I’ve been told many times that legal rulings do not necessarily correspond to common sense. A decision by a lower court in California proves just how true this is. In Bunnell versus the Motion Picture Association of America, Rob Anderson was accused of violating the 1968 Wiretap Act after he intruded into a server owned by Valence Media and configured it to forward email messages to his gmail account. He then collected them and gave them to the Motional Picture Association of America (MPAA), which wanted to obtain evidence concerning the fire sharing services that this company offers. The MPAA paid Anderson USD 15,000 for his services.

In August 2007 the Central District of California ruled that the accused had not intercepted any email messages, and thus did not violate the 1968 Wiretap Act. Judge Florence-Marie Cooper’s reasoning was based on her somehow being convinced that the messages had been stored momentarily, and thus were not in transmission.

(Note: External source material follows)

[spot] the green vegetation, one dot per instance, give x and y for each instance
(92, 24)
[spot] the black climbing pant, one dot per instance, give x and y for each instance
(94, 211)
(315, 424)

This ruling still amazes me. How can someone claim that messages that were transmitted were really “not in transmission?” Additionally, forwarding messages to a destination other than the one that Valence Media intended certainly sounds like interception to me. Furthermore, the fact that Anderson had to break into the system to configure it to forward messages to a destination of Anderson’s choice by all appearances shows intent to intercept message content.

Lawyers for Valence Media are appealing the Central District of California Court ruling; the case is now in the hands of a California federal appeals court. It is hard to predict how the forthcoming ruling will go, however, because judges and juries typically understand so little about computer and networking technology. Until they learn more about it, crazy rulings such as Judge Florence-Marie Cooper’s are likely to continue. A more sane ruling by the California federal appeals court appears to be the best thing that can currently happen to correct specious thinking about technology that has governed previous court decisions. A proliferation of cases of this nature will invariably occur in the future. The ruling by the California federal appeals courts is thus potentially extremely important—it is likely to set a precedent that guides future rulings.

There is yet another critical consideration in this case, however. The MPAA has at times acted rather wantonly in its pursuit of copyright violations, and its conduct in connection with Valence Media is by no means an exception. MPAA actually paid someone to intrude into a system, despite the fact that gaining unauthorized access to systems is prohibited by multiple federal and state statutes. Apparently, MPAA feels that the end justifies the means, and that it is above the law. It is well past time that the MPAA is held accountable for its despicable actions.